1. A method of modulating phosphate homeostasis in a subject comprising altering the activity of a polypeptide encoded by the FRP-4 gene within the subject.

2. The method of claim 1, wherein phosphate homeostasis is modulate by delivering to the subject an effective amount of an agent that alters the activity of a polypeptide encoded by the FRP-4 gene.

3. A method of modulating phosphate homeostasis in a subject comprising altering the expression of a polynucleotide encoding FRP-4 polypeptide within the subject.

4. A method for modulating renal phosphate transport in a subject, comprising delivering to the subject an effective amount of an agent that alters the activity of a polypeptide encoded by the FRP-4 gene.

5. A method of reducing phosphate re-absorption in a subject comprising delivering to the subject an effective amount of the FRP-4 protein.

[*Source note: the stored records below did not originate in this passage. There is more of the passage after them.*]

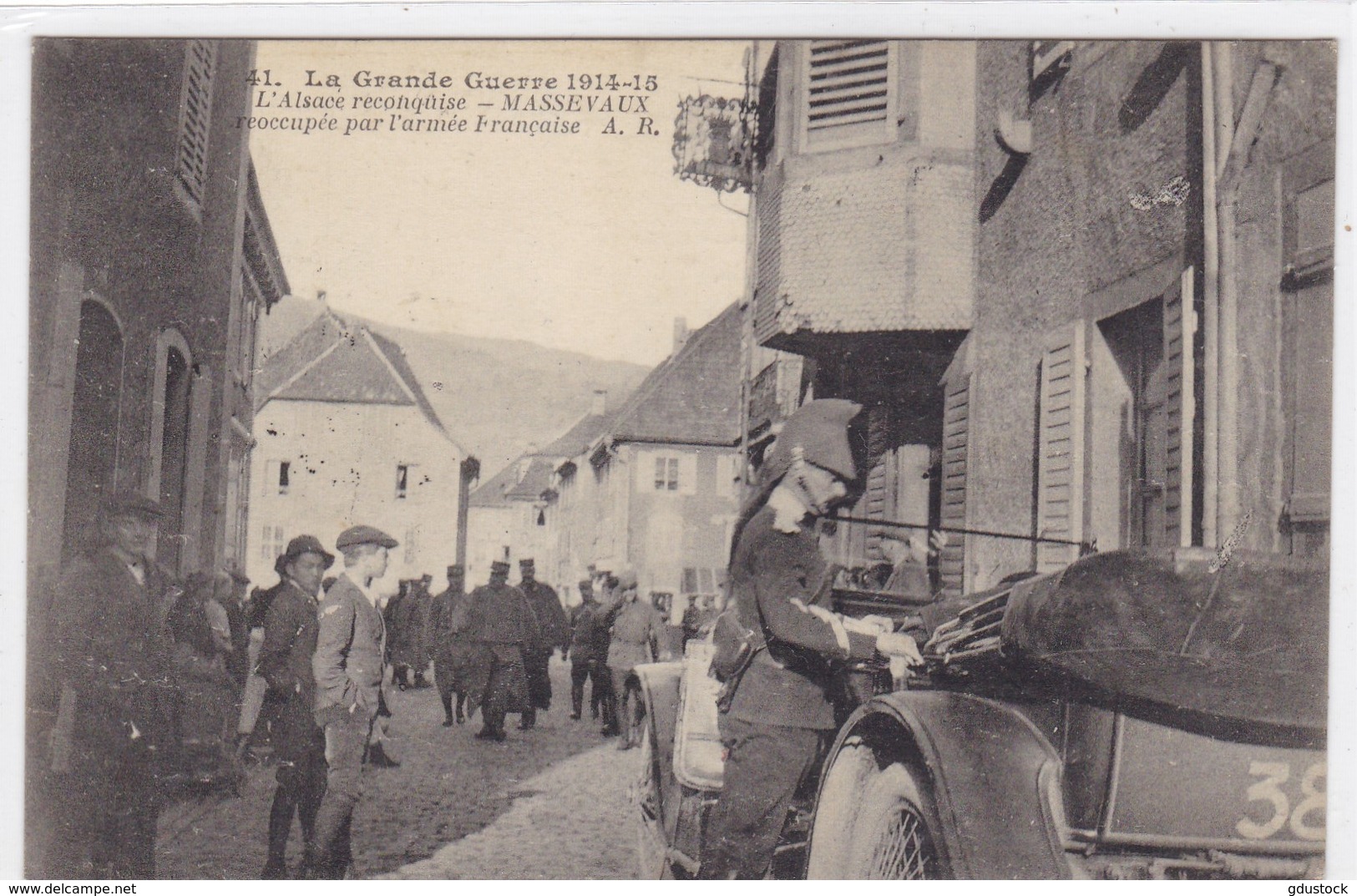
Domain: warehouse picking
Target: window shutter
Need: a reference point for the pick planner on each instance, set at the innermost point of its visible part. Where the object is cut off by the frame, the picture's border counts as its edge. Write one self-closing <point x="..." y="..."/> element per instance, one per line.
<point x="1179" y="412"/>
<point x="1060" y="444"/>
<point x="195" y="117"/>
<point x="850" y="91"/>
<point x="955" y="442"/>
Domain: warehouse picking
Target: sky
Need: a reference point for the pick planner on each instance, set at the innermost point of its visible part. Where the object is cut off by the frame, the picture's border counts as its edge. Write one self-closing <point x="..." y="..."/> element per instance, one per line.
<point x="585" y="242"/>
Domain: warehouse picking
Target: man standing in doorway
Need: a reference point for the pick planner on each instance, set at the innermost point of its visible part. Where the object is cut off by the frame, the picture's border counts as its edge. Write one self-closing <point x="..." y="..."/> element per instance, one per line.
<point x="347" y="668"/>
<point x="289" y="644"/>
<point x="553" y="631"/>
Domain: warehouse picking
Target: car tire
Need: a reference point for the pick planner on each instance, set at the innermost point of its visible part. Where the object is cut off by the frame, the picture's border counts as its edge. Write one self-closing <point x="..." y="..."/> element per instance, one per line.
<point x="651" y="853"/>
<point x="896" y="834"/>
<point x="836" y="809"/>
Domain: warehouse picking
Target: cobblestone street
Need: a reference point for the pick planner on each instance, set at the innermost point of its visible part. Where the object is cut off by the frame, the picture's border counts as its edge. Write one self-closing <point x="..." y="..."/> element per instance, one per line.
<point x="547" y="804"/>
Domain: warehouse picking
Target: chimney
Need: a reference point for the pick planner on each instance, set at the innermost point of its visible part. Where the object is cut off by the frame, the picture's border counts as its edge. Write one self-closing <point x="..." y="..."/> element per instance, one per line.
<point x="680" y="333"/>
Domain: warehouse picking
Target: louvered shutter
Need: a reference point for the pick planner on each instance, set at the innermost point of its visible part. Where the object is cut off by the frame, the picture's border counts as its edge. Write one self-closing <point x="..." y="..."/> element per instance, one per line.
<point x="1179" y="412"/>
<point x="1060" y="444"/>
<point x="195" y="117"/>
<point x="850" y="95"/>
<point x="955" y="442"/>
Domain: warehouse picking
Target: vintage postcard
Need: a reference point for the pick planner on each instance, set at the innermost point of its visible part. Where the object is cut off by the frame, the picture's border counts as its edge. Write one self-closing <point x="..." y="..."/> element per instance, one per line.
<point x="803" y="458"/>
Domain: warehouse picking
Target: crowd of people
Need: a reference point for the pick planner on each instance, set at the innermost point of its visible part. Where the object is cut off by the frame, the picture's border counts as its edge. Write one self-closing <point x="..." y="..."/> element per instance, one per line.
<point x="163" y="685"/>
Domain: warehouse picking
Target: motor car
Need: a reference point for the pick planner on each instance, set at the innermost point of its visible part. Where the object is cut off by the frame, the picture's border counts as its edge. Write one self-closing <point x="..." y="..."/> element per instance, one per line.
<point x="1132" y="716"/>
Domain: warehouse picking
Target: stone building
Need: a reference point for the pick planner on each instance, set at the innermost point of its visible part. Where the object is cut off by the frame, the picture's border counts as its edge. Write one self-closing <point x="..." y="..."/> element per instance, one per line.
<point x="151" y="262"/>
<point x="347" y="436"/>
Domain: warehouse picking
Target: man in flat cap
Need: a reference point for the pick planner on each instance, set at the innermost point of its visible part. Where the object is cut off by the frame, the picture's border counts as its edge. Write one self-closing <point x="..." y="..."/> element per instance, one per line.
<point x="553" y="633"/>
<point x="781" y="711"/>
<point x="501" y="627"/>
<point x="448" y="622"/>
<point x="110" y="649"/>
<point x="347" y="668"/>
<point x="289" y="644"/>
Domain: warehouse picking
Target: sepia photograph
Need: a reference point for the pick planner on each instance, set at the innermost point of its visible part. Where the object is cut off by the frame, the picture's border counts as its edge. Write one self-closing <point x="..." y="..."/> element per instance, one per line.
<point x="816" y="458"/>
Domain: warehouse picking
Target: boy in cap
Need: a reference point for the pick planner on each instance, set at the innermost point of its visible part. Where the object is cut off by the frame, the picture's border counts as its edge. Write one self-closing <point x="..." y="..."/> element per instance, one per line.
<point x="781" y="709"/>
<point x="347" y="670"/>
<point x="289" y="642"/>
<point x="112" y="656"/>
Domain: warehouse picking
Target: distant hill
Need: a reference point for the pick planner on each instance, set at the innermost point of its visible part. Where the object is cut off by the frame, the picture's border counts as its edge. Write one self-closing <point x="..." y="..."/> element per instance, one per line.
<point x="495" y="397"/>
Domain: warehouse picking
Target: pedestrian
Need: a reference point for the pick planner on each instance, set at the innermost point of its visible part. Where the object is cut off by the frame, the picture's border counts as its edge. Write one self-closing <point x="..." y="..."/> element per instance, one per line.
<point x="586" y="661"/>
<point x="452" y="652"/>
<point x="289" y="645"/>
<point x="636" y="631"/>
<point x="553" y="633"/>
<point x="691" y="620"/>
<point x="501" y="626"/>
<point x="205" y="691"/>
<point x="258" y="707"/>
<point x="110" y="649"/>
<point x="347" y="667"/>
<point x="775" y="722"/>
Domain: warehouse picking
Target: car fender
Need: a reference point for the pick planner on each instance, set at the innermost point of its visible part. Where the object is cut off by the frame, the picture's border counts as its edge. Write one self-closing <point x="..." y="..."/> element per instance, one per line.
<point x="660" y="685"/>
<point x="995" y="778"/>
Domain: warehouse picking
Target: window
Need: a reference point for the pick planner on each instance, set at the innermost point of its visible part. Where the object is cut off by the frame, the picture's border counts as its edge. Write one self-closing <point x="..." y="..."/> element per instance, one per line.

6. A method of reducing phosphate re-absorption in a subject comprising delivering to the subject an effective amount of a polynucleotide encoding the FRP-4 protein.

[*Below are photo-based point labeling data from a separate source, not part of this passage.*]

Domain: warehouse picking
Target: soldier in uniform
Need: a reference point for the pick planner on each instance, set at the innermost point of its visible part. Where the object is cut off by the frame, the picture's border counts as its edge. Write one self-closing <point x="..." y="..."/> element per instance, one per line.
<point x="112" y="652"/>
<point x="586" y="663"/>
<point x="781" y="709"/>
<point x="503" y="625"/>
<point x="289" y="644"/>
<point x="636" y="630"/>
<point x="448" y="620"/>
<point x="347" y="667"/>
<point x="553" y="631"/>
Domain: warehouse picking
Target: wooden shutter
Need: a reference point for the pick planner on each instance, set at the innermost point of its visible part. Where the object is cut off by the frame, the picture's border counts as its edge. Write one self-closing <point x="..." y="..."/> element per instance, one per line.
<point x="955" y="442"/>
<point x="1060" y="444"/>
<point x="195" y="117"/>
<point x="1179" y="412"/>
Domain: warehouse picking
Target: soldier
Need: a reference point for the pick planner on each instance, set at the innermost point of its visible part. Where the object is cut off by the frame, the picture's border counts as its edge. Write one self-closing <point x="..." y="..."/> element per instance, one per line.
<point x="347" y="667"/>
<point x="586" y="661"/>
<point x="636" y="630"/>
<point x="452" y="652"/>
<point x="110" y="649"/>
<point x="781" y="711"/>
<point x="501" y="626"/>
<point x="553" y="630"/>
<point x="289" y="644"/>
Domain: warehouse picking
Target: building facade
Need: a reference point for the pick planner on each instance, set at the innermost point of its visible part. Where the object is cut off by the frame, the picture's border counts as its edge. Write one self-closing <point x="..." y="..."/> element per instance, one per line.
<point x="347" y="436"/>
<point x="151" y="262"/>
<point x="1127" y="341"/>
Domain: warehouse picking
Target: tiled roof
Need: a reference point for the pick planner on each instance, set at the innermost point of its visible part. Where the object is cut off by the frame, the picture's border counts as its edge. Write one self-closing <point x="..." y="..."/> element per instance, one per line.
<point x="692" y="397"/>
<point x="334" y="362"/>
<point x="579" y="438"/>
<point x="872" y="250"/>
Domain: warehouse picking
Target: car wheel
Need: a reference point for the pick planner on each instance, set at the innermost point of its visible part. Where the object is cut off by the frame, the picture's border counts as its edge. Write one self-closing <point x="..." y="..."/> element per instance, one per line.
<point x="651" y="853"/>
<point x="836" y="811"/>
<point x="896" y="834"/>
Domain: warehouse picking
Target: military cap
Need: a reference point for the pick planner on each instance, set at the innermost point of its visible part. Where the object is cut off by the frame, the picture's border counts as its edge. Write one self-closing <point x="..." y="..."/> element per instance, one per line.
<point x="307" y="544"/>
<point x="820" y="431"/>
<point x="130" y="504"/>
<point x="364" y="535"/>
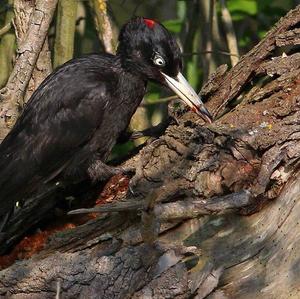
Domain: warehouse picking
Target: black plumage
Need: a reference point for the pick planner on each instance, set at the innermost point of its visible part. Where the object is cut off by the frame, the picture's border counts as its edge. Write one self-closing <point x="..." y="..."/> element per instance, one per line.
<point x="72" y="121"/>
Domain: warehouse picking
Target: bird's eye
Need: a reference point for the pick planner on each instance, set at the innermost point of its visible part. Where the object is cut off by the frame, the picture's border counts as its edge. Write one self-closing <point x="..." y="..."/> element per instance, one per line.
<point x="158" y="60"/>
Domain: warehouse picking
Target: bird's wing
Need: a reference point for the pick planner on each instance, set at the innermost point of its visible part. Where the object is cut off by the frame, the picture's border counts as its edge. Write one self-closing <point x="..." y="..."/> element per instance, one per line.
<point x="60" y="117"/>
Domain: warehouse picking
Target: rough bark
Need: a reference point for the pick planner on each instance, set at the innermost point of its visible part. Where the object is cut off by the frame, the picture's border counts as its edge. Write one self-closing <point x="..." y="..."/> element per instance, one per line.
<point x="12" y="95"/>
<point x="248" y="156"/>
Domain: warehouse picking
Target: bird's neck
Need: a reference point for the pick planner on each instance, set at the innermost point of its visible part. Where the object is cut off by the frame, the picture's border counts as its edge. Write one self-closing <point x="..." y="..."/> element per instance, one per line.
<point x="130" y="66"/>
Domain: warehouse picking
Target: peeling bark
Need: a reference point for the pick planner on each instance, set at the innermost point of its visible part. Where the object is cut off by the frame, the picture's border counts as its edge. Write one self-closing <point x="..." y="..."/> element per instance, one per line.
<point x="253" y="149"/>
<point x="36" y="17"/>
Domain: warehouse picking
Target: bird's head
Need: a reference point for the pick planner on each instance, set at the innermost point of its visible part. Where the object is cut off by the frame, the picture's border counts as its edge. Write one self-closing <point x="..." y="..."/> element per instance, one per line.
<point x="146" y="47"/>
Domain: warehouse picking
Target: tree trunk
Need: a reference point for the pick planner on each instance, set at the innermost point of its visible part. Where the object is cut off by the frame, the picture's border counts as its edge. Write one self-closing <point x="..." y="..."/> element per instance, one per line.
<point x="215" y="211"/>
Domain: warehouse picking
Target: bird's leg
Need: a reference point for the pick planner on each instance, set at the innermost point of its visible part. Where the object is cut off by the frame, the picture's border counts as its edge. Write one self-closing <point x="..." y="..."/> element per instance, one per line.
<point x="99" y="171"/>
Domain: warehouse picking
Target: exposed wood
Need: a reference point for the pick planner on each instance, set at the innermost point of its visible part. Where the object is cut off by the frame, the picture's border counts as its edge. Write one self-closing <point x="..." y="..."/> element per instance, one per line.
<point x="12" y="95"/>
<point x="105" y="28"/>
<point x="65" y="31"/>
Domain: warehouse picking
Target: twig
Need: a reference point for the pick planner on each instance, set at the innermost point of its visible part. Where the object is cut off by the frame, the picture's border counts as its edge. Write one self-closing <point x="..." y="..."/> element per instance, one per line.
<point x="5" y="28"/>
<point x="230" y="34"/>
<point x="13" y="93"/>
<point x="104" y="25"/>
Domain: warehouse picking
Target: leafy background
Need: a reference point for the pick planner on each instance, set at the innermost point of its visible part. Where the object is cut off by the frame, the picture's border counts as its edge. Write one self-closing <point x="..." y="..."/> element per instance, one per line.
<point x="186" y="19"/>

7. A method of screening for candidate therapeutic agents that modulate the expression of the FRP-4 gene comprising contacting a target cell with a test agent and monitoring expression of the FRP-4 gene, wherein a test agent which modifies the expression of the FRP-4 gene is a candidate therapeutic agent.

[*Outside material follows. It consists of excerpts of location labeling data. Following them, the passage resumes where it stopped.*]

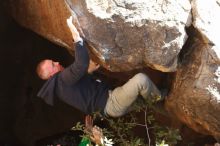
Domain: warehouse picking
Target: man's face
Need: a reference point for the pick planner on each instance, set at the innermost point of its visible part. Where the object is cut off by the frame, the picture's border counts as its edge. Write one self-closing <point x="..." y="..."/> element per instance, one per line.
<point x="50" y="67"/>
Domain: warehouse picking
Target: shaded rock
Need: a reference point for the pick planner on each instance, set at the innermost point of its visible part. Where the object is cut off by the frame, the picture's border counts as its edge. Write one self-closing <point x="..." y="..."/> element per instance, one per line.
<point x="124" y="34"/>
<point x="205" y="14"/>
<point x="195" y="97"/>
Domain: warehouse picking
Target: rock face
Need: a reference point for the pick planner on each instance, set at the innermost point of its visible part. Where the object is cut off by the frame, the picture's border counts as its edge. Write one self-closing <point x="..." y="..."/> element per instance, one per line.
<point x="125" y="34"/>
<point x="128" y="34"/>
<point x="195" y="97"/>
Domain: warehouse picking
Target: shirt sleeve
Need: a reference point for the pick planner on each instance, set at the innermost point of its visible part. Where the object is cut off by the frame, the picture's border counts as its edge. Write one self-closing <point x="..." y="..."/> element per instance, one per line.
<point x="78" y="69"/>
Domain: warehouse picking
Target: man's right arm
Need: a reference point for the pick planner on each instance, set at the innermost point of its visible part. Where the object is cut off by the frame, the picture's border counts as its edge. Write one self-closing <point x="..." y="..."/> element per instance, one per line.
<point x="78" y="69"/>
<point x="75" y="71"/>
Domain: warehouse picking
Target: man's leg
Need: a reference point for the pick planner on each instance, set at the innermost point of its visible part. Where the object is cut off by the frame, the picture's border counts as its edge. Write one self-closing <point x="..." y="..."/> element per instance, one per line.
<point x="121" y="98"/>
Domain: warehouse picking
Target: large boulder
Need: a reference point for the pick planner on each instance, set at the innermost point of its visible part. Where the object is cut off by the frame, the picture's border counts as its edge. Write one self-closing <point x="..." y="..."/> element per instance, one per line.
<point x="128" y="34"/>
<point x="125" y="34"/>
<point x="195" y="97"/>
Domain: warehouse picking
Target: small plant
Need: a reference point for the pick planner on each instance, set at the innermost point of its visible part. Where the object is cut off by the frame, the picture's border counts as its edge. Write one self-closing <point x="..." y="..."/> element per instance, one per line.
<point x="121" y="129"/>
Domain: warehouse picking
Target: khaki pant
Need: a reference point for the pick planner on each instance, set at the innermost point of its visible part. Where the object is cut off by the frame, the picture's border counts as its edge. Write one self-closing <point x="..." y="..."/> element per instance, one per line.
<point x="121" y="98"/>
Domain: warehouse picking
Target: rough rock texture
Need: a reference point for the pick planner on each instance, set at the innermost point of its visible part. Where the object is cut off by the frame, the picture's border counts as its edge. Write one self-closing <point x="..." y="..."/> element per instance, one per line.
<point x="195" y="97"/>
<point x="125" y="34"/>
<point x="205" y="15"/>
<point x="130" y="34"/>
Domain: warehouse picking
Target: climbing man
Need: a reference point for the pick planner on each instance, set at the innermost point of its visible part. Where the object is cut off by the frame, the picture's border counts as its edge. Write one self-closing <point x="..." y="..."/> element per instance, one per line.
<point x="75" y="85"/>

8. The method of claim 7, wherein the candidate agent is a biological or chemical compound selected from the group consisting a polypeptide, a polynucleotide, a ribozyme, and a small organic molecule.

9. A method of screening for candidate agents capable of altering the biological activity of a polypeptide encoded by the FRP-4 gene, comprising contacting a target cell expressing a FRP-4 polypeptide with a test agent and monitoring activity of the expressed polypeptide product, wherein a test agent which modifies the activity of the polypeptide is a candidate agent.

10. The method of claim 9, wherein the candidate agent is a biological or chemical compound selected from the group consisting of a polypeptide, a polynucleotide, a ribozyme, or a small organic molecule.

11. A method of screening for candidate agents that modulate the activity of the FRP-4 protein comprising contacting a target cell with a candidate agent and monitoring the activity of the FRP-4 protein, wherein a candidate agent which modifies the activity of the FRP-4 protein is a candidate therapeutic agent.

12. The method of claim 11, wherein the candidate agent is a biological or chemical compound selected from the group consisting of a polypeptide, a polynucleotide, a ribozyme, or a small organic molecule.

13. A method of screening for candidate ligand that modulate the activity of the FRP-4 protein comprising contacting a target cell with a candidate agent and monitoring the activity of the FRP-4 protein, wherein a candidate agent which modifies the activity of the FRP-4 protein is a candidate ligand.

14. The method of claim 13, wherein the candidate agent is a biological or chemical compound selected from the group consisting of a polypeptide, a polynucleotide, a ribozyme, or a small organic molecule.